Drinking Culture in Japan (5)

Yebisu beer non-alcohol varieties

A Boozer's Primer

The Japanese are quite rightly renowned for their consumption of copious quantities of alcohol. Here's a brief bilingual guide to Serious Drinking in Japan.

Drinking Culture in Japan (6)

Japanese

English

Yopparau (vb)To get drunk.

Yotteiru (vb)To be drunk.

Yopparai (noun)A drunk (ie, a person currently - not necessarily habitually - under the influence).

Bindaru chodai! (imperative)Gizza vindaloo!

Aru-chu (noun)An alcoholic (abbreviation of 'arukohru-chudoku', ' addicted to alcohol').

Nombei (noun)Drunkard.

Uwabami (noun)A serious piss-head (containing the sense of 'one who drinks the scum that floats to the surface').

Jogo (vb)The tendency to change character when drunk.

Warai-jogo (noun)A happy/laughing drunk.

Naki-jogo (noun)A tearful drunk.

Neji-jogo (noun)A nasty drunk (literally ' turns the screw'.

Ikki (suru) (vb)To down-in-one; chug; chug-a-lug(often chanted, in the imperative mood, 'ik-KI, ik-KI, ik-KI, by large groups of youths. See also 'Gero').

Arukohru-yowai (adj)An inexperienced or poor drinker (with the literal meaning of 'weak when it comes to alcohol')

Makkaka naru (verbal phrase)To turn bright red - a 'Suntory suntan'.

Gero/Ge (noun)Vomit/puke.

Haku (vb)To throw up.

Gero-darake (naru) (adjectival noun)(to be) covered in puke.

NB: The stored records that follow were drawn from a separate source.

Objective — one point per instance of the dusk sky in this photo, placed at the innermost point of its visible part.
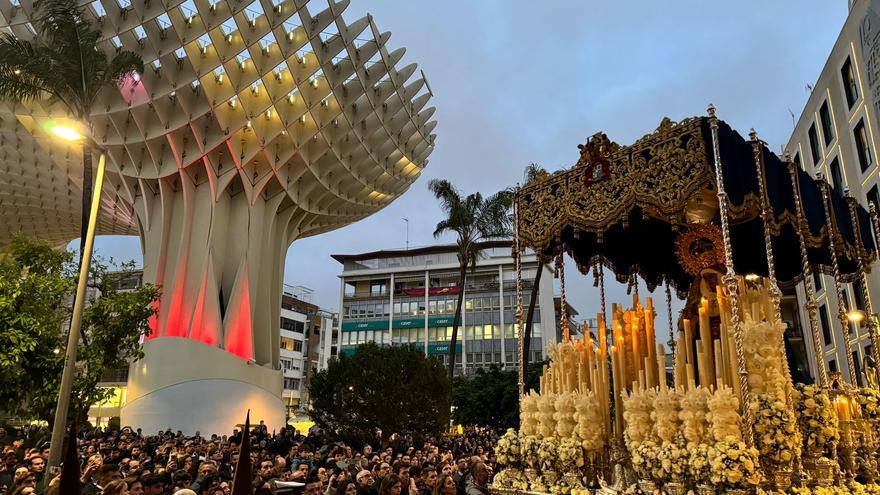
(519, 81)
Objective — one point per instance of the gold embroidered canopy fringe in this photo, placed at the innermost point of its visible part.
(624, 207)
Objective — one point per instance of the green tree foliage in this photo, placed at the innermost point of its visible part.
(63, 64)
(474, 220)
(393, 389)
(489, 397)
(36, 288)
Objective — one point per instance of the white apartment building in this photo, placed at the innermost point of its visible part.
(384, 299)
(837, 136)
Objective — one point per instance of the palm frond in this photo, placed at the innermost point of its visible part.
(445, 192)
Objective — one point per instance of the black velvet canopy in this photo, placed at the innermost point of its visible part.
(626, 206)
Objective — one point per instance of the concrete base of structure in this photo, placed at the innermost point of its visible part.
(185, 385)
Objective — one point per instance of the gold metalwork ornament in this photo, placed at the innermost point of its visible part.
(665, 173)
(703, 207)
(730, 281)
(807, 270)
(831, 219)
(700, 247)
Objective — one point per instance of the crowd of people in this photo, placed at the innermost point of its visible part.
(130, 462)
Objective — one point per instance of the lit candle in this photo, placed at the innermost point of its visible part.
(706, 337)
(661, 366)
(842, 406)
(688, 344)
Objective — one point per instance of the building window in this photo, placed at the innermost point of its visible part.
(814, 145)
(291, 325)
(850, 87)
(836, 175)
(289, 344)
(377, 288)
(858, 296)
(862, 147)
(826, 327)
(827, 127)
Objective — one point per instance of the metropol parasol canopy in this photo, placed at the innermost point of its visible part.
(255, 123)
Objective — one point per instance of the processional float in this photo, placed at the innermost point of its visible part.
(726, 224)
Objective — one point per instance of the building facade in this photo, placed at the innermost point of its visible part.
(307, 343)
(383, 299)
(306, 334)
(836, 137)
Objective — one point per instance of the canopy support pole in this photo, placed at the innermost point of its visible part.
(831, 218)
(863, 275)
(563, 304)
(730, 282)
(766, 219)
(812, 307)
(671, 342)
(599, 273)
(520, 330)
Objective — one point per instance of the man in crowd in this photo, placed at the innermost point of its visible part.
(364, 480)
(168, 462)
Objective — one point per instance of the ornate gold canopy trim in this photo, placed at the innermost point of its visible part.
(658, 173)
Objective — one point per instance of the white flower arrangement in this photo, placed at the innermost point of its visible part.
(671, 462)
(528, 414)
(698, 464)
(546, 415)
(529, 448)
(508, 450)
(565, 414)
(724, 418)
(571, 455)
(665, 415)
(817, 419)
(733, 465)
(644, 458)
(764, 355)
(590, 425)
(548, 454)
(637, 408)
(693, 415)
(776, 434)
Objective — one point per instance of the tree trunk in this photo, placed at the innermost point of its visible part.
(527, 331)
(457, 320)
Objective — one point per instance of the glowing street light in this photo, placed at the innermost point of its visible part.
(72, 132)
(65, 131)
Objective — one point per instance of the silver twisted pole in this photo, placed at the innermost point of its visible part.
(766, 219)
(863, 272)
(730, 281)
(563, 310)
(517, 255)
(831, 220)
(600, 274)
(812, 307)
(669, 316)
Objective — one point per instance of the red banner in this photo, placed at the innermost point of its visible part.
(433, 291)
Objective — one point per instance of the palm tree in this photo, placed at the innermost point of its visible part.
(63, 63)
(474, 220)
(533, 173)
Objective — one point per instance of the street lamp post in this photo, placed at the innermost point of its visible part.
(64, 391)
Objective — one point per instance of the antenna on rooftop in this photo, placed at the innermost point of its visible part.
(407, 232)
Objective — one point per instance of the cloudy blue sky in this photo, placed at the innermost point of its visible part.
(518, 81)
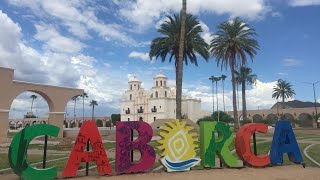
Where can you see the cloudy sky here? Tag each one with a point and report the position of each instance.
(98, 45)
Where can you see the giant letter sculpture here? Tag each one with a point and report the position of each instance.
(243, 147)
(18, 152)
(210, 146)
(88, 132)
(284, 141)
(125, 146)
(178, 144)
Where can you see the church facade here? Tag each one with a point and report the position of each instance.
(159, 103)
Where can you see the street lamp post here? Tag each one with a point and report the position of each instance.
(212, 80)
(315, 102)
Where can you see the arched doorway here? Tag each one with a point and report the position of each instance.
(55, 96)
(271, 119)
(288, 117)
(257, 118)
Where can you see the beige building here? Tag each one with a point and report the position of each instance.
(56, 97)
(159, 103)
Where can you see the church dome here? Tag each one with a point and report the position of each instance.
(134, 79)
(161, 75)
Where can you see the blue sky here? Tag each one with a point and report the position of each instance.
(98, 45)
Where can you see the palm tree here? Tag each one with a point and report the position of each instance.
(75, 98)
(180, 60)
(243, 77)
(283, 90)
(93, 103)
(84, 95)
(33, 97)
(169, 43)
(217, 79)
(231, 45)
(223, 77)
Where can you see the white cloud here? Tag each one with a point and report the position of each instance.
(303, 2)
(291, 62)
(276, 14)
(259, 95)
(139, 55)
(144, 13)
(54, 41)
(57, 67)
(206, 34)
(78, 17)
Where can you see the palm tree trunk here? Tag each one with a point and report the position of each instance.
(244, 103)
(217, 101)
(238, 103)
(179, 70)
(32, 105)
(83, 108)
(235, 110)
(74, 110)
(224, 108)
(92, 111)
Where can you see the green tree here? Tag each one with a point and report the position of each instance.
(93, 103)
(169, 43)
(33, 97)
(244, 76)
(115, 118)
(283, 90)
(233, 42)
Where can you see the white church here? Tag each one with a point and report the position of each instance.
(157, 104)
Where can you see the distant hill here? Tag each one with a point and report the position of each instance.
(294, 104)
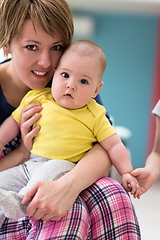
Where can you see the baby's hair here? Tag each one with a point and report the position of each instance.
(88, 48)
(53, 16)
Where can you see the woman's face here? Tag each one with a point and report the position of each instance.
(35, 55)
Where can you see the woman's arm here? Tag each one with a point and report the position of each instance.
(22, 153)
(61, 194)
(151, 172)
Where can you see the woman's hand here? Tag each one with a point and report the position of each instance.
(145, 178)
(30, 115)
(50, 200)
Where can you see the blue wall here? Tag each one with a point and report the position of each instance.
(129, 44)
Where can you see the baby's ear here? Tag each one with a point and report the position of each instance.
(6, 49)
(97, 89)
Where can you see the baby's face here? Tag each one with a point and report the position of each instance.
(76, 80)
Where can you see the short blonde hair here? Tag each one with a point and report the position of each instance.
(53, 16)
(88, 48)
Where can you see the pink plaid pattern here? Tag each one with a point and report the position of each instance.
(106, 214)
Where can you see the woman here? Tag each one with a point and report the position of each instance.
(36, 33)
(151, 172)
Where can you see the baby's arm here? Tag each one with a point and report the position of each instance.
(8, 130)
(120, 159)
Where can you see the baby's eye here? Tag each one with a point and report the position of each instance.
(57, 47)
(84, 81)
(65, 75)
(31, 47)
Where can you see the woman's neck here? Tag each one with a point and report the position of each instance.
(13, 89)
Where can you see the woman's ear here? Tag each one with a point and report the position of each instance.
(6, 49)
(97, 89)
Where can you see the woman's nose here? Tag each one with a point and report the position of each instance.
(44, 60)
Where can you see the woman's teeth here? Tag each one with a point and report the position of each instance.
(40, 73)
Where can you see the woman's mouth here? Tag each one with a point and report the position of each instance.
(39, 73)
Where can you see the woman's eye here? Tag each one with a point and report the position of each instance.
(57, 47)
(65, 75)
(84, 81)
(31, 47)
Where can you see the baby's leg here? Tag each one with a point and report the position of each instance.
(10, 202)
(12, 179)
(49, 171)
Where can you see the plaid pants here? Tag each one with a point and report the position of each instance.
(103, 211)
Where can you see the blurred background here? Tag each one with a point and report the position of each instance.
(128, 31)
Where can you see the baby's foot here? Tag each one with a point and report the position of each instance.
(10, 204)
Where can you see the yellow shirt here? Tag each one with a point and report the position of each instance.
(65, 134)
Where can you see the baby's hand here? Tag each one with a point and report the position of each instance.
(1, 146)
(131, 185)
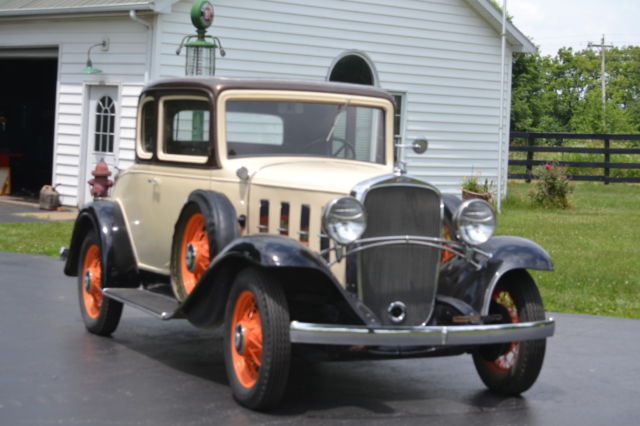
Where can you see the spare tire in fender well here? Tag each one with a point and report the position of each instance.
(221, 226)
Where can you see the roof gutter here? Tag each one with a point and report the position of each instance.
(125, 7)
(516, 39)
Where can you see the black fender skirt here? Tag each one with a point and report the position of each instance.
(280, 255)
(461, 280)
(104, 217)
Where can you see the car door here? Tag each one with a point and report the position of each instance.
(173, 164)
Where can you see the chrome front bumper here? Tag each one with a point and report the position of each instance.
(450, 335)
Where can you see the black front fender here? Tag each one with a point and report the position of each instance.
(298, 268)
(105, 219)
(461, 280)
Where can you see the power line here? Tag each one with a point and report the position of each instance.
(603, 47)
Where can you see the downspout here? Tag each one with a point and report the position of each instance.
(501, 137)
(135, 18)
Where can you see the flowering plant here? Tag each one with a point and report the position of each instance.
(552, 187)
(472, 188)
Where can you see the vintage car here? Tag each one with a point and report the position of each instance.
(275, 210)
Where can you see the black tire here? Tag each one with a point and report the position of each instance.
(100, 314)
(257, 385)
(196, 244)
(512, 368)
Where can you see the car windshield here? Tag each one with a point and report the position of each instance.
(292, 128)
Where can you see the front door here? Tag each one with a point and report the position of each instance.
(101, 140)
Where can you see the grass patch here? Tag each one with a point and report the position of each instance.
(35, 237)
(594, 246)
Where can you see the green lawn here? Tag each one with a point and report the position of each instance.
(35, 237)
(594, 246)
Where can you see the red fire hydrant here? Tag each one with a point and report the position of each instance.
(101, 183)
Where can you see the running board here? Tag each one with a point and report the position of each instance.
(158, 305)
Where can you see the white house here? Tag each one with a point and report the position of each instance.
(441, 58)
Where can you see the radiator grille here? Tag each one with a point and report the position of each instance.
(404, 273)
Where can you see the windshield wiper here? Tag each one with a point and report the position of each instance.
(341, 108)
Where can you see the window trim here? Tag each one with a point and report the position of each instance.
(99, 115)
(288, 95)
(164, 156)
(142, 154)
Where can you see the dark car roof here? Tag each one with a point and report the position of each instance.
(216, 85)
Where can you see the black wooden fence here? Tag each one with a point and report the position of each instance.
(558, 138)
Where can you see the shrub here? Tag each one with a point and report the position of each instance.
(552, 187)
(471, 183)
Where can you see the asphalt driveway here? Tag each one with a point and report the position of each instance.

Futsukayoi (noun)Hangover.

Shinu (vb)To die.

Saboru (vb)To miss work (for reasons other than stated to employer).

Mukai-zake (noun)Hair-of-the-dog.

Hansei suru (vb)To reflect upon the far flung effects of one's negative actions.

Please note that pissing in public is not only culturally acceptable, it is, at times, de rigeur.

John Ashburne

Drinking Culture in Japan (7)

Lonely Planet: World Food

by John Ashburne, Yoshi Abe

Books on Japan

Read an article about the drinking culture in Japan and Japanese people's drinking habits. This covers beer, sake and shochu.

Drinking Culture in Japan (2024)
Top Articles
Latest Posts
Article information

Author: Margart Wisoky

Last Updated:

Views: 5414

Rating: 4.8 / 5 (78 voted)

Reviews: 85% of readers found this page helpful

Author information

Name: Margart Wisoky

Birthday: 1993-05-13

Address: 2113 Abernathy Knoll, New Tamerafurt, CT 66893-2169

Phone: +25815234346805

Job: Central Developer

Hobby: Machining, Pottery, Rafting, Cosplaying, Jogging, Taekwondo, Scouting

Introduction: My name is Margart Wisoky, I am a gorgeous, shiny, successful, beautiful, adventurous, excited, pleasant person who loves writing and wants to share my knowledge and understanding with you.